According to Semín, D.O.S.T. doesn’t plan to participate in the parliamentary elections — but it will try to act as a bridge for conservative right-wing entities that are “ideologically close” to its manifesto. He says political success would be easier to achieve together while retaining their individuality and diversity of opinions. One opinion the civic association strongly holds is that further European integration must be stopped.
“It a question of further centralization of power in EU institutions, a return to greater sovereignty of the member states, or event the disappearance of the European Union in the form that we know it,” Semín said. “Parties like Sovereignty, the Conservatives (KS), the SSO and Law and Justice (PS) have similar views in this respect. We consider it important that these groups seek some form of cooperation that leads to promoting our common positions on the Czech political scene.”

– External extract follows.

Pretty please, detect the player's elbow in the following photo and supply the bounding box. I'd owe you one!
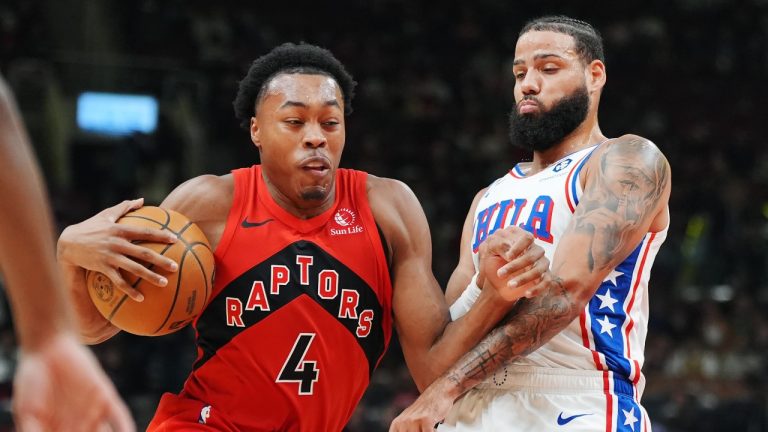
[413,376,430,393]
[558,277,595,311]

Such cooperation could already manifest itself in this year’s Senate elections, he said, with D.O.S.T. planning to lead negotiations with like-minded groups to support some candidates while in some regions they may compete against each other. One such candidate the right-wing parties could rally to support is Sen. Petr Pakosta from the Náchod region, who recently left the Civic Democrats (ODS), the party of which Prime Minister Petr Nečas is chairman.
Who will replace Klaus – and where will he go?
Semín also says that D.O.S.T. is ready to support SSO’s candidate to succeed Klaus at Prague Castle, adding that the presidential campaign is a way for the party to promote its platform. “However, Jana Bobošíková is also a candidate. To be honest, we have yet to resolve this and Ms. Bobošíková has not yet asked for our support,” he said.
D.O.S.T. could support other candidates as well. “If Jiří Karas, the former Christian Democrat (KDU-ČSL) politician who is now a diplomat in Minsk, decides to go against the party’s wishes and run, he would be an interesting candidate for a majority of people from around D.O.S.T. circles,” he said; the KDU-ČSL’s official candidate is MEP Zuzana Roithová.
In any case, Semín says he would like to see Klaus remain in politics after leaving Prague Castle.
“It doesn’t matter how — whether through a think tank or a return to party politics. Personally, I would very much like, without wanting to advise the president, that he create from his initiatives a cross-party platform for like-minded political parties and movements, critical of the present form of European integration,” he said.